Along with the budget, he will present a vote-on-account to seek Parliament's sanction for spending till July.
By tradition, the interim budget does not contain proposals seeking to tinker with direct taxes, nor are there any policy announcements, although there may be some sops for the common man and sectors that need help.
Earlier, Mr Chidambaram had indicated he may tweak excise duties and service tax rates in the interim budget in an apparent bid to boost the economy, but he may not pursue key reform legislation due to lack of political consensus.
(Read: Finance Minister may cut excise duty to woo voters)
"In 2004, Mr Jaswant Singh made a 12-page speech. In 2009, Mr Mukherjee made an 18-page speech. So I have two numbers to choose from between 12 to 18. We can make any proposal short of amending any law," he had said.
"We cannot propose amendments to the Income Tax Act, Customs Act or the Excise Act. But any proposal short of amending a law can be made. We can also outline a vision for the future."
It would be interesting to see if Mr Chidambaram continues with the super-rich tax in 2014-15 as well, but indications are he may choose not to since it would need amendment of the law.
In the last Budget, the government imposed a 10 per cent surcharge for a year (2013-14 fiscal) on people earning income above Rs 1 crore. It covered 42,800 individuals and entities.
The minister is expected to use the opportunity to highlight the achievements of the UPA-II government and focus on how the government has been able to contain the fiscal deficit and the current account deficit, notwithstanding the difficult global situation.
The full Budget for 2014-15 will be presented by the new government in June-July.
Mr Chidambaram may explain why economic growth slowed to a decade's low of 4.5 per cent in 2012-13 and outline steps taken by the government to put India back on a high-growth trajectory.
(Also read: Interim budget key for markets in near term: experts)
Although the Central Statistics Office (CSO) has estimated a growth rate at 4.9 per cent in this financial year, Prime Minister Manmohan Singh had said it would exceed 5 per cent once the figures were revised.
Key reform measures such as the insurance bill, the goods and services tax (GST) and the direct tax code (DTC) are not likely to be taken up by the outgoing UPA government for want of political consensus.
In an election year, governments have traditionally presented an interim budget or vote-on-account, a shorter version of the budget.

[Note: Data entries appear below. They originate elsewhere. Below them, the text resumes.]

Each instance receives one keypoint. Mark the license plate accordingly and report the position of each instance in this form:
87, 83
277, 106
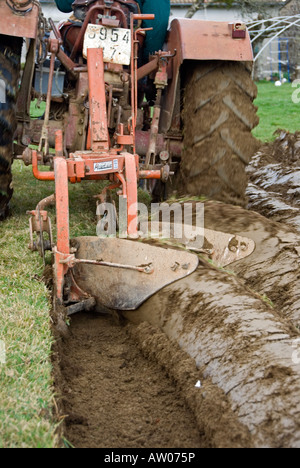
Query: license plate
115, 42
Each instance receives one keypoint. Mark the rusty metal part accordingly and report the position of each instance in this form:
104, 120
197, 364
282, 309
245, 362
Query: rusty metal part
214, 42
40, 223
71, 261
121, 289
91, 17
24, 25
44, 141
83, 306
163, 142
97, 98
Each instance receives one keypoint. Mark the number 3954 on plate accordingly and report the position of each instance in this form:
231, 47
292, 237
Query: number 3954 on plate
115, 42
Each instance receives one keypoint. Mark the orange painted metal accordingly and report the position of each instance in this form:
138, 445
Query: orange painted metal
15, 25
132, 196
198, 40
213, 39
36, 172
62, 249
150, 174
97, 98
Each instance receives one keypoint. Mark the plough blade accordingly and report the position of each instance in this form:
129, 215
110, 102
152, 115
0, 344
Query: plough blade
122, 274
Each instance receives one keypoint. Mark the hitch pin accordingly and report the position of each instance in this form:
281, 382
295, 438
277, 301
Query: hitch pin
71, 261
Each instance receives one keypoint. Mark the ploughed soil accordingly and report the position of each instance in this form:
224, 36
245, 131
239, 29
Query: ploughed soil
130, 381
114, 397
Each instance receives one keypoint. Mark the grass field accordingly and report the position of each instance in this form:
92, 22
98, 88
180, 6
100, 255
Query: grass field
26, 391
276, 110
26, 387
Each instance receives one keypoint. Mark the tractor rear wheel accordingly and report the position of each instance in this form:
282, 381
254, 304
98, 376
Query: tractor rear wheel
218, 117
10, 58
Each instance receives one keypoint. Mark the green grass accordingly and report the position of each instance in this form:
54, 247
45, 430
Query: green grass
26, 392
26, 387
276, 110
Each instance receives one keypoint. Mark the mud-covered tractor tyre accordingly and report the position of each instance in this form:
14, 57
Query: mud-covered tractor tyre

The government, sources said, will come out with revised estimates for tax collection in 2013-14 and projections for the next financial year.
As per current indications, the fiscal deficit this financial year is expected to be less than 4.8 per cent of GDP estimated in the budget, mainly on account of expenditure compression and higher realisation from the 2G spectrum auction.
The fiscal consolidation road map requires the government to contain the fiscal deficit at 4.2 per cent of GDP in 2014-15.
Mr Chidambaram had on several occasions said he had drawn a red line for the fiscal deficit and it would not be breached.
The current account gap, which was a major concern last year, is likely to narrow to below $50 billion, or 2.5 per cent of GDP. It had touched a record high of $88.2 billion, or 4.8 per cent of GDP, in 2012-13.